Imagine yourself standing at the edge of a thick forest. A canopy of branches and leaves invite you forward stretching out before you as far as the eye can see. In the distance, a gentle breeze rustles the leaves of a towering oak tree.
Notice any feelings that arise within you as you stand at this threshold. Are you curious? Excited? Maybe a little nervous? Acknowledge these feelings without judgment.
Now, turn your attention to the oak tree. Its branches seem to beckon you, inviting you to explore the unknown forest.
Visualize yourself taking a step forward into the forest. Feel the carpet of grass, rocks, and moss beneath your feet and the warmth of the sun on your skin.
Imagine encountering a small path winding through the towering trees. It seems to lead deeper into the wood, towards new possibilities.
Do you choose to follow the path? Notice any hesitation or resistance within yourself.

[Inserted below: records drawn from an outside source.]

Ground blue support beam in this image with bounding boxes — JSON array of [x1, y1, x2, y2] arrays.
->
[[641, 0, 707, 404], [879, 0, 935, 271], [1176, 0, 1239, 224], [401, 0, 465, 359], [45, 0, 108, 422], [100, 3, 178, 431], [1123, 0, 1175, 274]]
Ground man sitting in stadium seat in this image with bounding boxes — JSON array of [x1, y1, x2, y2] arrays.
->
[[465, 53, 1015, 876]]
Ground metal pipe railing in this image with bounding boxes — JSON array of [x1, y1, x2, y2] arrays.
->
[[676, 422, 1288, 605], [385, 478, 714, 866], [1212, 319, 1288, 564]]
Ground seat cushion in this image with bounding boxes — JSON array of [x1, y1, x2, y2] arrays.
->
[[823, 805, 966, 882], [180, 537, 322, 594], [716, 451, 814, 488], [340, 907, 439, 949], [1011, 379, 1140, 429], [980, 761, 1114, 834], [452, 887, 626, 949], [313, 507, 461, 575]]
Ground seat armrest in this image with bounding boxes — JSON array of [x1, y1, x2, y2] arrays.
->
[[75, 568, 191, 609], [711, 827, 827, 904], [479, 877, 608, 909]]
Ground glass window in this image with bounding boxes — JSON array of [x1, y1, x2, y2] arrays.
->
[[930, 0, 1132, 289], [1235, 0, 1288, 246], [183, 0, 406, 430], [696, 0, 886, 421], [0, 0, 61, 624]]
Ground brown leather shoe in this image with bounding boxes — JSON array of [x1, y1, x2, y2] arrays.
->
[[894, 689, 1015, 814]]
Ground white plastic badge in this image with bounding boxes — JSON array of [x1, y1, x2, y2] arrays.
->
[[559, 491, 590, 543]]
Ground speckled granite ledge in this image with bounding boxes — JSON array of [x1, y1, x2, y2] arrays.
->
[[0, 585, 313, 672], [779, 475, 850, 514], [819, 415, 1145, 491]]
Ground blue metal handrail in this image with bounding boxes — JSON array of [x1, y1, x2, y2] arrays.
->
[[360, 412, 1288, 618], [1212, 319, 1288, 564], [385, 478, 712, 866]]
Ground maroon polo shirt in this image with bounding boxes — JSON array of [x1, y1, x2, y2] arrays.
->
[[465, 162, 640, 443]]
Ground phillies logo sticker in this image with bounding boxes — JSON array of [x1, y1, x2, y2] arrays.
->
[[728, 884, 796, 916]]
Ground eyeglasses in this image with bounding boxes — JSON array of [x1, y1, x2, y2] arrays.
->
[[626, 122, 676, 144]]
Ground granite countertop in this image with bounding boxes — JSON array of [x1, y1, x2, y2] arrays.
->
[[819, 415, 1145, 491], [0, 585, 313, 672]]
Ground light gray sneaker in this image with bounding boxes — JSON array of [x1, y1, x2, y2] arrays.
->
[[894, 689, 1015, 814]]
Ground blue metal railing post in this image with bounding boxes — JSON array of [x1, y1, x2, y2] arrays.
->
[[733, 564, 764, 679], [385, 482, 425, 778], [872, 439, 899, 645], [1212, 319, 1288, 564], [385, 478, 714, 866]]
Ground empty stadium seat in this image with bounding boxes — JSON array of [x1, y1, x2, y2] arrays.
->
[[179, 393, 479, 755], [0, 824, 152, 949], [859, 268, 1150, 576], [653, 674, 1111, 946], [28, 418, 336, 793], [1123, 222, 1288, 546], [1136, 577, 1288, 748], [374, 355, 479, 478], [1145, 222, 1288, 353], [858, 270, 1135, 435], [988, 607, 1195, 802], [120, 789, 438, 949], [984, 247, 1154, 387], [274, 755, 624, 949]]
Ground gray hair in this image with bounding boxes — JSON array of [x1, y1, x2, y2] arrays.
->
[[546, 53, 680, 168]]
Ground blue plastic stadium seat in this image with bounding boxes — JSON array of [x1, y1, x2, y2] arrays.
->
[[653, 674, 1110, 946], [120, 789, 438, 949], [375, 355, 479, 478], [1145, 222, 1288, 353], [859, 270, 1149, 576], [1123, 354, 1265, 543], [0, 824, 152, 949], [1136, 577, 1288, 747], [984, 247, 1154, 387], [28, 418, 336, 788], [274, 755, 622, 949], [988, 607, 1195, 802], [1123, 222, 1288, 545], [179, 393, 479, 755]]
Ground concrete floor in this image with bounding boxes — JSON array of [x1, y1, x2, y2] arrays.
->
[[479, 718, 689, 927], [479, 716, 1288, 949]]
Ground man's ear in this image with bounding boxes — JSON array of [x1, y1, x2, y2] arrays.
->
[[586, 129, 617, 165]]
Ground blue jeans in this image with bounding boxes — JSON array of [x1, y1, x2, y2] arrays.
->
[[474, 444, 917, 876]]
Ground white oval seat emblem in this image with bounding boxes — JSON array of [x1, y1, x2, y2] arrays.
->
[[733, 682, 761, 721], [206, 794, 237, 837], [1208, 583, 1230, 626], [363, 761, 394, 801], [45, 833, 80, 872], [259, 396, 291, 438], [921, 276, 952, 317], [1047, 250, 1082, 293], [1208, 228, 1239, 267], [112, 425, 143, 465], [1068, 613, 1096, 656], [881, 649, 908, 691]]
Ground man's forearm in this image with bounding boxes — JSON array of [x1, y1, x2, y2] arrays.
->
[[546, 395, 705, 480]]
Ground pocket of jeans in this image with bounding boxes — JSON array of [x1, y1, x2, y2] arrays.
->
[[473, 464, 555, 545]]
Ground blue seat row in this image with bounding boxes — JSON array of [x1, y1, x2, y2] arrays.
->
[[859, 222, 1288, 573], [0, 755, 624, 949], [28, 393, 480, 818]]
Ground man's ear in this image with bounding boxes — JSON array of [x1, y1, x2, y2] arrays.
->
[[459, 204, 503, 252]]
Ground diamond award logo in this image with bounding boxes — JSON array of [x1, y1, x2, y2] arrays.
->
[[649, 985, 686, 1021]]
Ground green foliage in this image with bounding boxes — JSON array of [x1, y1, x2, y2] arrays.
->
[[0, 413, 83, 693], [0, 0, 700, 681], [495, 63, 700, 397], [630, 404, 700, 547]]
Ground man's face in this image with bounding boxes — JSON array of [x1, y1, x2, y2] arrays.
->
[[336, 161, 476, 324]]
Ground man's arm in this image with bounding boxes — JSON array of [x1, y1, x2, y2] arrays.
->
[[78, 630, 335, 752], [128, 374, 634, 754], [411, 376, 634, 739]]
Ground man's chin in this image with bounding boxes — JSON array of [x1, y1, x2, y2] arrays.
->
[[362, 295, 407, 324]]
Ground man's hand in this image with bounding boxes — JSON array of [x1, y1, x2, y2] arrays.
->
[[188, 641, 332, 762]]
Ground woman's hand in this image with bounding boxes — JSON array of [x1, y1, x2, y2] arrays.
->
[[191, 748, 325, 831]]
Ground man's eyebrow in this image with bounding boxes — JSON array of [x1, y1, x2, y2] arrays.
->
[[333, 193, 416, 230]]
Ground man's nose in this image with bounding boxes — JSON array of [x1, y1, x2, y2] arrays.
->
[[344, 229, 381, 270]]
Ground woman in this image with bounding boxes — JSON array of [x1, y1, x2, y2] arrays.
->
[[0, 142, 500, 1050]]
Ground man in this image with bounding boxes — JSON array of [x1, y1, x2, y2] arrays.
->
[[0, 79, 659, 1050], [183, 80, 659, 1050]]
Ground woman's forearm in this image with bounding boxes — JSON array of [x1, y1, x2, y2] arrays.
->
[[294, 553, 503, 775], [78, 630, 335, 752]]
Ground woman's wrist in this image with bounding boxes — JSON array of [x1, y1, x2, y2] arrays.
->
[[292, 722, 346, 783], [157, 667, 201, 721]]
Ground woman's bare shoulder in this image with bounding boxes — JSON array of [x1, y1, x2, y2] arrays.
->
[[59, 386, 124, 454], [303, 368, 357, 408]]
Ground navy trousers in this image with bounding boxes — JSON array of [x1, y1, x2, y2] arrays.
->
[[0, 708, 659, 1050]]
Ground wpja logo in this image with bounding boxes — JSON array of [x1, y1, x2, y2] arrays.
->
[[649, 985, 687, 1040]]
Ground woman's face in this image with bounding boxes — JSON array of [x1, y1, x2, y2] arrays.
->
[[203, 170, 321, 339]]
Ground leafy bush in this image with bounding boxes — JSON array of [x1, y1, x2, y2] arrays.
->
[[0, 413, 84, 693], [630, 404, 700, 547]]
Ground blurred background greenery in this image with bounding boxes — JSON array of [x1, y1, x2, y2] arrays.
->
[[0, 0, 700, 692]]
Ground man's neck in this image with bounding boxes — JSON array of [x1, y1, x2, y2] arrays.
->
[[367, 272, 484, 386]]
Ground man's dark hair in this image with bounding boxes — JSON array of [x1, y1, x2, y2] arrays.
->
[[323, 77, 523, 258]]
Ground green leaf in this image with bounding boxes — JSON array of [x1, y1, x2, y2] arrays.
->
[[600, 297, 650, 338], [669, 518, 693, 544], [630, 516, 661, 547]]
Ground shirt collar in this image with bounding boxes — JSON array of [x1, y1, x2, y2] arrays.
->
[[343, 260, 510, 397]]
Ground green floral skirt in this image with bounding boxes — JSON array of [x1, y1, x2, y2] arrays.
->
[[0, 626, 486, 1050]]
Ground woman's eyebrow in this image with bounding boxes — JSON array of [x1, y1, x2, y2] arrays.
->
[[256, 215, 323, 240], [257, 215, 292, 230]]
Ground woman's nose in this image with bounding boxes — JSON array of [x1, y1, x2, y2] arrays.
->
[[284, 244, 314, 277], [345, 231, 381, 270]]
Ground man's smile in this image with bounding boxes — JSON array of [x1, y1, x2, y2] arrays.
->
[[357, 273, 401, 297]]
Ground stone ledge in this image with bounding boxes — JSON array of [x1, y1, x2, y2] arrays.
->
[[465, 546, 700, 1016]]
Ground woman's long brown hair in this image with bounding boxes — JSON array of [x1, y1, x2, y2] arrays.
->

If you choose to follow the path, what do you see or experience? Perhaps you encounter a hidden stream, a meadow of wildflowers, or even a friendly animal.
Allow yourself to be open to whatever unfolds on your journey.
Spend some time exploring the wildwood in your mind's eye. Notice how you feel as you step outside your comfort zone.
When you're ready, gently bring your awareness back to your breath. Take a few more deep breaths and slowly open your eyes.
Carry this sense of openness and curiosity with you as you go about your day. Reflect on the new experiences you might be willing to try and the steps you can take to embrace the unknown.
Remember, stepping outside your comfort zone can be a source of growth and joy. Trust your intuition and take the first step towards a new adventure.
Cultivation:
Here are 3 questions to ask yourself about venturing towards the unknown.
What new experiences have been calling to me lately?
What holds me back from trying new things?
Is it a fear of failure, a lack of confidence, or simply the comfort of routine?
Appreciation:
I'm grateful for the courage to embark on this new path and the exciting possibilities it holds, and I'm thankful for the opportunity to learn and grow as I venture into this uncharted territory.